That is the question that I’ve been pondering while reading through the 2019 Higher Education Edition, released at the end of April.

Each year, I find myself eagerly anticipating reading the Horizon Report, as it is good fun to think about the technologies that we will be using on campus in 5 years.  And then, each year the Horizon Report leaves me disappointed, as I come away from reading the document thinking that the Report thinking that it is asking the wrong questions.

The flaw in the Horizon Report, as I see it, is that technology is treated as an end -  rather than a means.

The most exciting part of the Report, the time to adoption section, is also the most problematic.  The 2019 Report forecasts one year for mobile learning and analytics technologies, two to three year for mixed reality and artificial intelligence, and four to five year time horizons for the adoption of blockchain and virtual assistants.

What is left unanalyzed in the Horizon Report is the question of what these technologies might mean for postsecondary outcomes such as institutional viability and resilience, faculty labor market practices, or student costs?

A list of expected dates of when technologies will mature does little to inform the strategic thinking of educational leaders. A better approach for future Horizon Reports may be to start with a problem and then work backward to analyze how emerging educational technologies may be deployed or utilized to that challenge.

We would likely have little difficulty brainstorming a list of challenges in higher education.
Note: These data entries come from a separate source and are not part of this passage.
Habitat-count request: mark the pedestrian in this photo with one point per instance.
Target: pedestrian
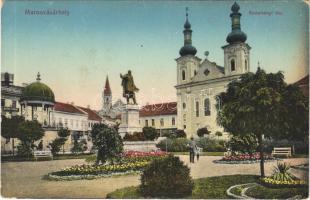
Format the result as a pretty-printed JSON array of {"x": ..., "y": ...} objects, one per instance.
[
  {"x": 192, "y": 149},
  {"x": 197, "y": 154}
]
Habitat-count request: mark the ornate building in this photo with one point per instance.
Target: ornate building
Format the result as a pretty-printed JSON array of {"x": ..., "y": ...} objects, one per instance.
[
  {"x": 200, "y": 81},
  {"x": 110, "y": 111}
]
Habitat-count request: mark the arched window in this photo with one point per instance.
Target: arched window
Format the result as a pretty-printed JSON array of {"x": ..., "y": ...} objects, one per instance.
[
  {"x": 207, "y": 107},
  {"x": 197, "y": 108},
  {"x": 232, "y": 65},
  {"x": 183, "y": 75}
]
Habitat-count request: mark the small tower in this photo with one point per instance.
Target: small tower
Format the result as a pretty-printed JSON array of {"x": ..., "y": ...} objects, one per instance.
[
  {"x": 106, "y": 98},
  {"x": 188, "y": 63},
  {"x": 237, "y": 52}
]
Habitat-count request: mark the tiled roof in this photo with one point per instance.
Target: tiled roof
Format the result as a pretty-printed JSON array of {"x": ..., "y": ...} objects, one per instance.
[
  {"x": 159, "y": 109},
  {"x": 92, "y": 115},
  {"x": 303, "y": 81},
  {"x": 65, "y": 107}
]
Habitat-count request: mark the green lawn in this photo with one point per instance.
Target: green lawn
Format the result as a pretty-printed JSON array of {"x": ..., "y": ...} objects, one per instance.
[
  {"x": 262, "y": 192},
  {"x": 202, "y": 153},
  {"x": 215, "y": 188}
]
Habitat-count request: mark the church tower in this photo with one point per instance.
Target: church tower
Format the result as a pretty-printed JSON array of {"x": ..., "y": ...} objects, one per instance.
[
  {"x": 237, "y": 52},
  {"x": 106, "y": 98},
  {"x": 188, "y": 63}
]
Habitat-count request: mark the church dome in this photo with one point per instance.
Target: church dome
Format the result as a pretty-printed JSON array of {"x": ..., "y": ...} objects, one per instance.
[
  {"x": 187, "y": 25},
  {"x": 38, "y": 91},
  {"x": 188, "y": 50},
  {"x": 236, "y": 36}
]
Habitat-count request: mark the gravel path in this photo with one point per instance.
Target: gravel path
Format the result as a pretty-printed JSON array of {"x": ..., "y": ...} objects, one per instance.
[{"x": 24, "y": 179}]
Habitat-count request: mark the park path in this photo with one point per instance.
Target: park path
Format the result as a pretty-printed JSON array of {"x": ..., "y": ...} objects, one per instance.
[{"x": 24, "y": 179}]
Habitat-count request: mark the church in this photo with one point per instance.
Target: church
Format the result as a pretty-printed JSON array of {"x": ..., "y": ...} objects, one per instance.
[{"x": 199, "y": 82}]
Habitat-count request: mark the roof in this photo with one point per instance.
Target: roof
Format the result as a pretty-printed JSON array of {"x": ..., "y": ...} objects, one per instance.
[
  {"x": 303, "y": 81},
  {"x": 92, "y": 115},
  {"x": 107, "y": 89},
  {"x": 65, "y": 107},
  {"x": 169, "y": 108}
]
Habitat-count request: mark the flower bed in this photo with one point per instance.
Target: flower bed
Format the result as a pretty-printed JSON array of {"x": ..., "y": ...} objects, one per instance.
[
  {"x": 270, "y": 182},
  {"x": 130, "y": 162},
  {"x": 243, "y": 159},
  {"x": 96, "y": 171}
]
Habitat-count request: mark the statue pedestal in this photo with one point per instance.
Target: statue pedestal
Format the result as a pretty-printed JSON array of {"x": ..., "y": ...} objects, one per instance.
[{"x": 130, "y": 120}]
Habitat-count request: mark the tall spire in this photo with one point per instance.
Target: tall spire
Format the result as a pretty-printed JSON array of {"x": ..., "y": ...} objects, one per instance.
[
  {"x": 107, "y": 89},
  {"x": 187, "y": 49},
  {"x": 236, "y": 35},
  {"x": 38, "y": 77}
]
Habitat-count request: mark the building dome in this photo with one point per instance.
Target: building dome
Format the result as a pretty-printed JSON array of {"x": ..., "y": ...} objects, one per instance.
[
  {"x": 188, "y": 50},
  {"x": 38, "y": 91},
  {"x": 236, "y": 36}
]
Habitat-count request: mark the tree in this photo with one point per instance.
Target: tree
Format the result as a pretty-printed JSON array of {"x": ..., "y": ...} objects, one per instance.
[
  {"x": 9, "y": 128},
  {"x": 63, "y": 133},
  {"x": 56, "y": 144},
  {"x": 263, "y": 104},
  {"x": 29, "y": 132},
  {"x": 107, "y": 141},
  {"x": 202, "y": 131},
  {"x": 243, "y": 143},
  {"x": 150, "y": 133},
  {"x": 218, "y": 134},
  {"x": 180, "y": 134}
]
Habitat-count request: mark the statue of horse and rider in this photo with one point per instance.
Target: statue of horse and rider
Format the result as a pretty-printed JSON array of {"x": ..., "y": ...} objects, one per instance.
[{"x": 129, "y": 87}]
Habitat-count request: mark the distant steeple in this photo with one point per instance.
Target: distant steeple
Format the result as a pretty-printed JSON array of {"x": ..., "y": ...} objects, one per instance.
[
  {"x": 236, "y": 35},
  {"x": 187, "y": 49},
  {"x": 107, "y": 89},
  {"x": 38, "y": 77}
]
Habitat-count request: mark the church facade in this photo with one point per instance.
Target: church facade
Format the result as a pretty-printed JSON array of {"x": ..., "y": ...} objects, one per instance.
[{"x": 199, "y": 82}]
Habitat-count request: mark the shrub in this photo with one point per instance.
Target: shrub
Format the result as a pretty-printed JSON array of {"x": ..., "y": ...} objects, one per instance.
[
  {"x": 301, "y": 147},
  {"x": 174, "y": 145},
  {"x": 24, "y": 149},
  {"x": 107, "y": 141},
  {"x": 78, "y": 147},
  {"x": 211, "y": 145},
  {"x": 203, "y": 131},
  {"x": 56, "y": 145},
  {"x": 167, "y": 177},
  {"x": 136, "y": 136},
  {"x": 150, "y": 133},
  {"x": 243, "y": 144}
]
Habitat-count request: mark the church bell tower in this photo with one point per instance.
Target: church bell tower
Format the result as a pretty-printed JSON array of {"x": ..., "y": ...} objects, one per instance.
[
  {"x": 237, "y": 52},
  {"x": 106, "y": 98}
]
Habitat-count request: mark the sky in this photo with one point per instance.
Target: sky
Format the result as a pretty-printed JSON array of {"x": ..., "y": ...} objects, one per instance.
[{"x": 74, "y": 52}]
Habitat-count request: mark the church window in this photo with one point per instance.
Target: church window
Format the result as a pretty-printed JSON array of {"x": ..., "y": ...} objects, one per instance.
[
  {"x": 183, "y": 75},
  {"x": 13, "y": 104},
  {"x": 2, "y": 102},
  {"x": 232, "y": 65},
  {"x": 197, "y": 108},
  {"x": 207, "y": 107}
]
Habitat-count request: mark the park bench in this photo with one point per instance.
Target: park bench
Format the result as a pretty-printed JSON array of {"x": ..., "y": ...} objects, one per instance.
[
  {"x": 282, "y": 151},
  {"x": 42, "y": 154}
]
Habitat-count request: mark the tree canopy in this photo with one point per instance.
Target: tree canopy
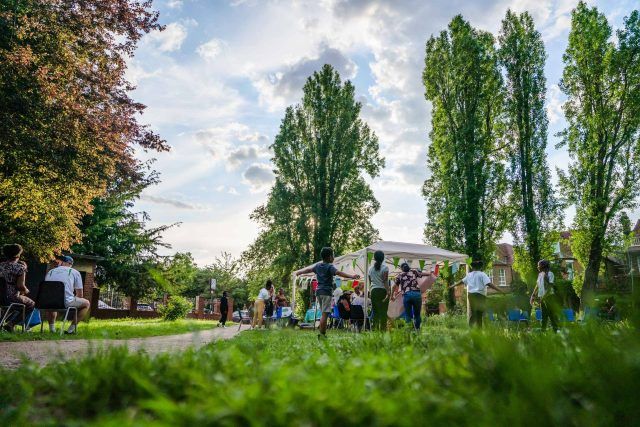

A few suggestions might include:

  • Rapidly declining institutional revenues due to demographic shifts and lower levels of public funding, in conjunction with rising costs.
  • Continued erosion of the quality of faculty career opportunities, including growing levels of adjunctification and threats to faculty autonomy and job security.
  • The likelihood that the demand for residential master’s programs will rapidly decline.
  • The growing debate about the role of for-profit providers (OPMs) playing a larger role in the core educational function of institutions, and the question of how institutional leaders should evaluate and manage potential partnerships.
  • The challenge of finding a path to economic sustainability for tuition-dependent residential institutions.

Those are only five challenges faced within the higher ed ecosystem.  No doubt we could brainstorm others.

Once we identify the challenges, the interesting question is, how might emerging technologies (on the horizon) play a role?

How might brave, risk-taking, and forward-thinking college and university leaders push the adoption and use of new methods and technologies to meet the next set of challenges faced by their institution? This is not to argue that technology is ever the only or even the correct, solution for the problems faced by colleges and universities.

What we can argue is that the role of emerging technologies should be thought about, evaluated, and considered in relation to the range of critical challenges in higher ed. It is fine for the 2020 Horizon Report to keep a focus on technology.  This focus, however, should be contextualized within the set of higher ed challenges that are most on the minds the broader higher ed community.

What are the significant challenges that you see for your institution over the next five years?

Once you identify some of those issues, what role do you see emerging technologies playing in either ameliorating or exacerbating those challenges?

How might you reinvent the Horizon Report?